Wrong. Selling a small, immature company still requires capital. The BigCo’s like Google, Microsoft, and Ebay buy companies for technology and/or as a form of recruiting the best talents on the market. Which means that entrepreneurs have to build a firecracker development team of gurus (gurus are expensive) and a breakthrough technology which continues to innovate faster than the market can catch up (you may get more for a sale if you have patents).
Attracting those BigCo’s takes a lot of time. And contacts. In the meantime, the company must keep paying the gurus, keep the technology evolving, file the patents and trademarks, and make sure the product doesn’t slip and fall out of the market by accident. All that takes money, rarely less than $2-5M.
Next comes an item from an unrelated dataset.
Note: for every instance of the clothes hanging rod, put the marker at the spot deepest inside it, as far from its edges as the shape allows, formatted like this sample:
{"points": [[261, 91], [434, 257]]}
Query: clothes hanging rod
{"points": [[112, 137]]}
Exceptions: I’ve heard through the lawyer grapevine that there’s been a interesting uptick in M&A’s between startups during this economic crisis — recently funded companies taking advantage of the temporarily closed VC window and buying out their cash-trapped competitors. So that’s a cheap flip… but I don’t know how attractive it actually is an an exit.
Check Your Assumptions
I think there’s essentially an outdated assumption at the basis of the article, at least for the web companies:
“One of the key roles of venture capital, Mr. Hendershott argues, is providing the money needed to prove that a new technology works and that a market for the technology exists.”
VC’s invest just to see if a market even exists? I don’t think so.
I’ve been in some form of fundraising or another for the past two years (it’s a never ending loop) and I can honestly say that no VC ever even remotely pretends to be interested in a product that doesn’t already have market traction, not to mention a revenue history with impressive growth.
I actually believe that’s a good thing. VCs need not be involved in the earliest stages of a company. A baby startup doesn’t need the administrative overhead that a VC will typically bring to the picture. You’re better off going to angels, or experienced seed funds.
Ch-ch-ch-changes
The VCs aren’t going away, though they’ll change. Even the Time article comes back around to reality in the end:
“Furthermore, some venture capitalists are tweaking the venture model to continue to take advantage of these new ideas”
Ok, these “new” ideas are already getting a little old to be called new. In fact, changes have already taken place with more and more seed funds popping up. Personally think a great tweak is heavier coinvesting with corporate investors who have just as much interest in assuring a healthy crop of startups as the VCs do.
On the contrary, I’m less excited to see the Business Angel market so consolidated. When a group of angels starts acting more like a mini VC than a band of business mentors… watch out! they’ll be lugging along a similar administrative overhead as a VC would.
In the end. VCs need startups. And, sooner or later, startups need VCs. It’s just a matter of timing.